パイを食った男


【問 題】
 私は久々に友達の山本を訪ねることにした。山本は大学時代の数学研究室の同期だった。山本は町はずれにある四階建てのアパートに住んでいる。二階の九号室だ。ところが行ってみると、その部屋は空き家になっていた。私は一階にいる管理人のおばさんに尋ねてみた。
「山本さんなら、二週間前に殺されたよ」
 私は新聞を読まないので全然知らなかったのだ。
「ナイフで刺されちゃってね。ちょうど給料日だったらしく、通帳から下ろしたお金が全部盗まれていたらしいよ」
「犯人は誰なんだ?」
「いまだに分かんないよ。私はお菓子作りが好きでね。よくアップルパイなんか作ったけれど、彼は必ずといっていいほど食べてくれて、おいしいと言ってくれたのに。
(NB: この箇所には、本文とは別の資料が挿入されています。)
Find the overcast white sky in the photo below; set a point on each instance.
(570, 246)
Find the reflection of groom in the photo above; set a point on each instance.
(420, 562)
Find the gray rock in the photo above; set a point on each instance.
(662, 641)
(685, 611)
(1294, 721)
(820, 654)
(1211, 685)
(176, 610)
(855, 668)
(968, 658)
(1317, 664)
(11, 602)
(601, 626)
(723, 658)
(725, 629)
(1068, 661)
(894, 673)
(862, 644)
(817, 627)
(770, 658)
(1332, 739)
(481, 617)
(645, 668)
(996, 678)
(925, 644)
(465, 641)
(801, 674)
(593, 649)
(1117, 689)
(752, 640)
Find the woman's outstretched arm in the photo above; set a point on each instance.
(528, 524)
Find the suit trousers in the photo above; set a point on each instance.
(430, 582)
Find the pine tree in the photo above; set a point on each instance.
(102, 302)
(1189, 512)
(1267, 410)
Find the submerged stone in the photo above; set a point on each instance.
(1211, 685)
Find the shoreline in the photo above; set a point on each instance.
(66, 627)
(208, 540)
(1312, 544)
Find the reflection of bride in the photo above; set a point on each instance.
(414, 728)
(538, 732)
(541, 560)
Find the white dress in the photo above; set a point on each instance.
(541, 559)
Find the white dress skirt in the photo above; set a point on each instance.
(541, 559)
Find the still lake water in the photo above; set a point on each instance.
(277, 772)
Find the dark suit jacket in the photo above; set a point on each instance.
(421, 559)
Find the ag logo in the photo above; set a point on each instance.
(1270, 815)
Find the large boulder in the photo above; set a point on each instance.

あんないい人を殺すなんて」
 おしゃべりなおばさんは鼻をすすりながら、また話し続けた。
「なんでも、前の晩に半分食べ残してあったパイを、両手にしっかり握って死んでいたらしいよ。警察も不思議がっていた。瀕死の人間が、なぜわざわざパイなんか握って死んだのか」
「犯人の心当たりは何もないのか?」
「絶対ここの住人だよ。私は犯行時刻の前夜から管理人室にいて見張っていたけれど、誰も出入りしなかったんだ。ところが、このアパートには部屋が60室もあるし、夫婦で住んでいる部屋もあるから、全部で100人以上いるんだ。だから警察も苦労しているみたいだよ」
「四階建てで60室もあるということは、一階には15室あるんだな」
「そうだよ。一号室から十五号室まであるんだ」
「じゃあ、犯人がわかったよ。山本はしっかりとメッセージを残していたんだ」
 さて、犯人は何階の何号室の人間か?


【解 答】
 山本はとっさの機転で、パイを掴みダイイング・メッセージを残した。山本は数学研究室の出身である。パイといって思い付くのは円周率のπだ。πは3.14159265……と続くが、普通は3.14の近似値で計算される。つまり、犯人は三階の十四号室の人間だ。

【覚 書】

 ダイイング・メッセージがちょっと単純なので、藤原宰太郎オリジナル問題の様な気がします。子供向けには最適な問題だと思います。
 元ネタが判明しました。ウィリアム・ブルデンの短編、「ダシール・ハメットを読んだ男」でした。ただしあくまでヒントのみで、実際の使われ方は違います。

 ※解答部分は、反転させて見てください。